ブログ版『ユーリの部屋』

2007年6月から11年半綴ったダイアリーのブログ化です

「ローマの休日」

昨夜、たまたまテレビをつけたところ(←先月の国政動乱以降、新聞とラジオだけで情報を得るより、テレビ番組を見た方がはっきりわかることも多いのだと気づき、テレビの時間が増えてしまいました)、懐かしい白黒映画のシーンが出て来ました。目のぱっちりした若い女優さんのウエストが55センチぐらいに見えた途端、(あ、これは『ローマの休日』ではないかな)と思い、早速、新聞のテレビ欄で確認してみました。
やはり、1953年アメリカ制作版のウィリアム・ワイラー監督オードリー・ヘプバーン主役の『ローマの休日』でした。
実は私、この時初めて、『ローマの休日』を見ることができたのです。
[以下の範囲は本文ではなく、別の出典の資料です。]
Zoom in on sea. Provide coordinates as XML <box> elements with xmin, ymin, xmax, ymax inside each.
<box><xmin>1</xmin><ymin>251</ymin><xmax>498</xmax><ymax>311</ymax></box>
とはいえ、アン王女が部屋で目覚める場面からだったのですが。学部生時代から、さまざまなエッセイや随想などの文章を読むと、時々このタイトルが出てくるので、いつかは映画を見てみたい、と願っていました。ところが、どういうわけか、最も自由な時間があるはずと言われていた学生時代にさえ、その機会はなかったのです。もともと、それほど映画好きでもなく、わざわざ映画館に足を運ぶなどという習慣がなかったためもあります。結婚前後から、主人が新聞広告などで話題作を見つけて誘ってくるのに付き合うようになり、ようやく、映画は本とは違った強い印象を与えるのだと認識した次第です。
昔の映画は、話題作だけを目にするためもあるのでしょうが、今見ても質のいいものが多いですね。筋立てがシンプルで、特にどうという話でもないのですが、余計な科白がない代わりに、きちんと伝わるものがあり、背景なども味があります。最近のものは、よくは知りませんが感触として、アクの強いものや情報過多のものや目まぐるしいものが目立つようにも思います。もっとも、その中から良質の映画だけが残っていくのでしょうが。
この映画では、オードリー・ヘップバーンの愛らしさと美しさが大評判だったことは、以前から知っていました。が、ここ数年のユニセフのパンフレットでは、晩年の彼女が「あの頃の私よりも、シワの増えた今の私の方が好きです」と言いながら、親善大使として、世界各国の難民や飢えに苦しむ子ども達のための活動に打ち込んでいた姿が描かれています。人の内面とは、本当に外見からではうかがいしれないものだと改めて思います。同時に、単なる女優さんで終わらなかったオードリー・ヘップバーンに敬意を覚えます。

テレビがまだ普及していなかった1950年代60年代前半頃までは、娯楽らしい娯楽があまりなく、読書の他は、休日に映画を見に行くのが楽しみだったと都市部の中高年の方達から、今でも時折、見聞きします。今は娯楽に溢れ、恵まれ過ぎて、ありがたさにも鈍感になってしまいます。どちらが幸せなのかは、一概には言えません。

ところで、自分の20代や30代は、いつも何かと闘っていたような心象風景を持っています。結婚後しばらく、それまでの長期的心理疲労が一気に出たのか、憂鬱感が抜けきれなかった時期がありました。外出したくなく、人とも会いたくない、という気分がずっと持続していたのです。そんな頃に自分で作った目標の一つは、せめて週一回は近所の図書館に行って、『ローマの休日』も含めた名画集のフィルムを一本ずつ見て気分転換を図ろうというものでした。もちろん、お医者さんからは、「そうやって目標を立てて頑張ろうとするから、疲れるんですよ。今は好きなように気儘にのんびり休みなさい」と言われたのですが、そう言われる自分の人生はもう終わりだとまで思い詰めていました。
結局、主人が働いてくれるのを幸いに、自宅で自由に過ごしていたら、少しずつ態勢が整ってきて、20代の頃よりも元気になってきました。ただ、元気になったために、名画フィルム計42本を見る目標は、未だ達成できていません。

しかし昨日は、偶然テレビで見られて楽しかったです。ある程度年を経てから見る昔の映画は、なかなか味のあるものです。